丝素蛋白的制备及丝素溶液特性的研究发现,中性盐制备的丝素分子量呈连续分布,不同方法制取的丝素蛋白分子量大小变化不大,大部分集中在20.1kD以上。不同条件下的H_2SO_4制备的丝素分子量为4kD的肽段最多。丝素溶液是不稳定的,在室温条件下存放时,容易降解为分子量更小的多肽或者氨基酸。
随着H_2SO_4浓度的升高,水解时间的延长及水解温度的提高,水解丝素的含氮量、粗蛋白含量、氨基态氮含量、水解度都随之升高。硫酸水解丝素过程中一些氨基酸被破坏,随着水解温度的升高,酪氨酸含量逐渐减少,甘氨酸含量少于丙氨酸。水解温度、硫酸浓度及水解时间对水解度、丝素粉的回收率和总氨基酸含量的影响极显著,对平均肽链长度影响不显著。水解温度和硫酸浓度在丝素的制备中是重要因素。
120℃高温条件下制备的丝胶溶液的分子量主要集中在97~40kD之间,100℃温度条件下制备的丝胶溶液的分子量主要集中在50kD以上。

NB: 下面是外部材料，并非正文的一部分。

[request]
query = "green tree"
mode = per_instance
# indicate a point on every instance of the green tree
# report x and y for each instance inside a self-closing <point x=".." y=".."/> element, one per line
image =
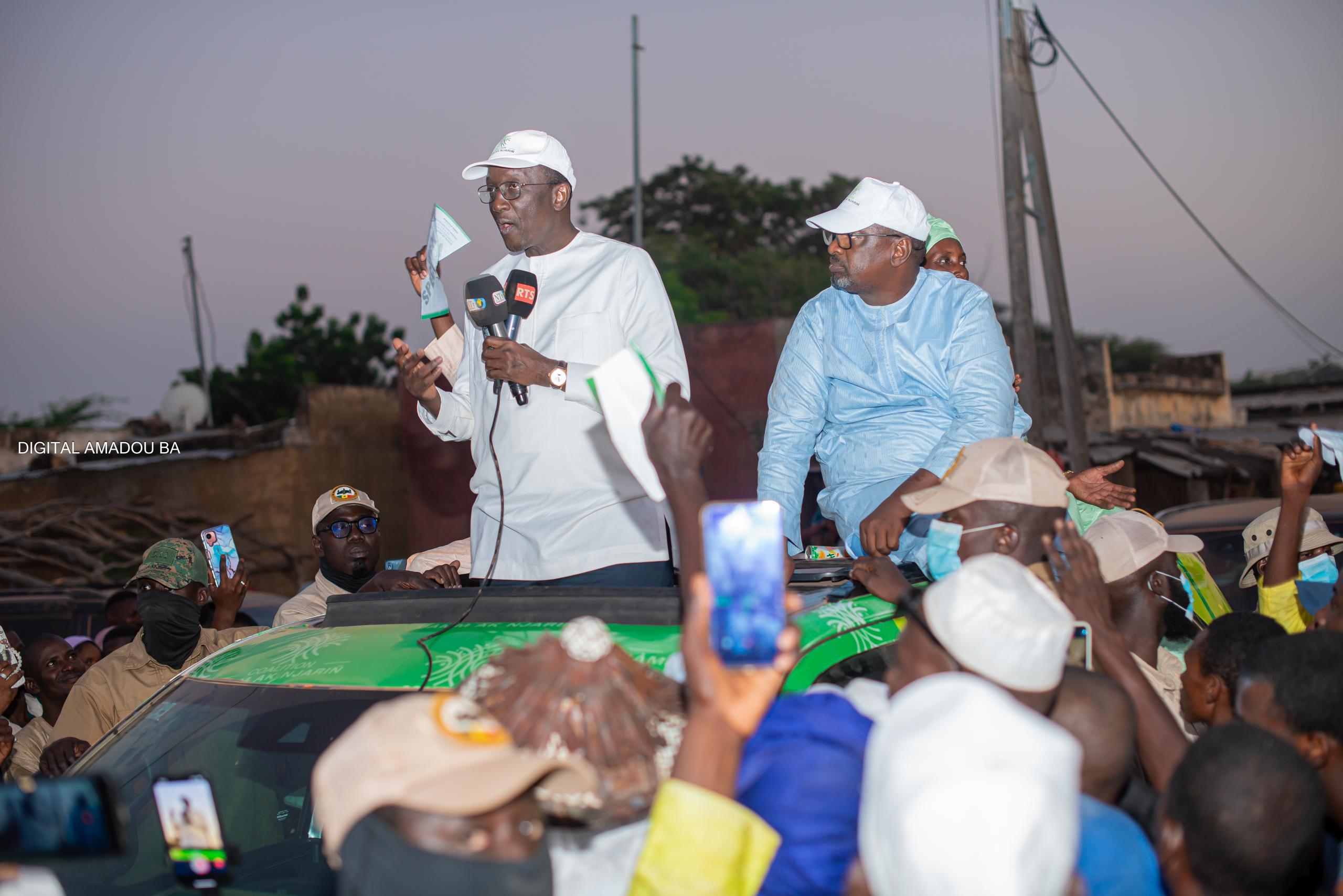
<point x="730" y="245"/>
<point x="310" y="348"/>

化学刻蚀减量处理方法条件直接关系到涤纶织物的涂复整理效果。本研究中选择确定化学减量率为8%左右的处理条件。即NaOH、乙二胺浓度、1227的浓度分别为:0.8%(w/w)、20%(v/v)、0.4%(v/v)、70℃水浴、处理1h。通过化学刻蚀减量处理,在涤纶纤维上引入-NH_2、-COOH和-OH等活性基团,并在纤维表面形成裂缝和凹槽,使丝素等生物资源高分子与涤纶产生化学交联和物理吸附作用,为涤纶织物面料的涂复整理创造条件。
丝素、丝素/壳聚糖、丝胶、丝胶/丝素4种溶液涂复整理涤纶织物,并用EH(多胺多醇低分子缩合物)作为交联剂:(1)平均涂复增重率在8%以上。(2)用丝素、丝素/壳聚糖混合液涂复整理涤纶织物的热水溶失保持率达到80%以上;而丝胶涂复整理涤纶织物的热水保持率平均为70%左右;丝胶/丝素混合液涂复整理涤纶织物的热水溶失保持率在75%左右。(3)涂复整理涤纶织物的回潮率提高了2.2~3.8倍。(4)涂复整理涤纶织物的断裂强度和断裂伸长比化学刻蚀减量处理的涤纶织物有所提高,断裂强度与原织物(CK)相比有所降低,但相差不大。(5)织物的硬挺度有明显提高。(6)织物的厚度提高了5.88%~17.65%。(7)织物透气性都有不同程度的降低。(8)涤纶织物经过涂复液整理后,其静电压峰值和静电压衰减时间都得到了明显的改善。(9)根据扫描电镜观察,织物形态有显著差异。(10)涂复整理涤纶织物的红外光谱图中,非常明显的出现了涂复液的特征吸收光谱。
根据涂复整理涤纶织物的理化性能、形态特征和分子结构的变化,揭示了蚕丝蛋白涂复整理涤纶织物的机理:一是物理的机械吸附作用,使涂复液固定在涤纶织物上;二是涂复液与涤纶织物纤维之间存在较强的分子间作用力,蚕丝蛋白的结晶度高,分子结构由无定形向β-折叠结构转化。为进一步利用蚕丝蛋白等生物资源高分子涂复整理涤纶织物,研制新服用功能织物材料,提供了科学依据。
PET fabric was coated using bioresources macromolecule solution, silk fibroin, sericin and chitosan, and so forth in present study. Through coating moisture absorption, wearing property of PET fabric were improved. By combining merit of PET fabric and nature macromolecule, the newly prepared fabric have the characterization of nature and man-made fibers. This is very important significance to silk-like-finishing of man-made fiber.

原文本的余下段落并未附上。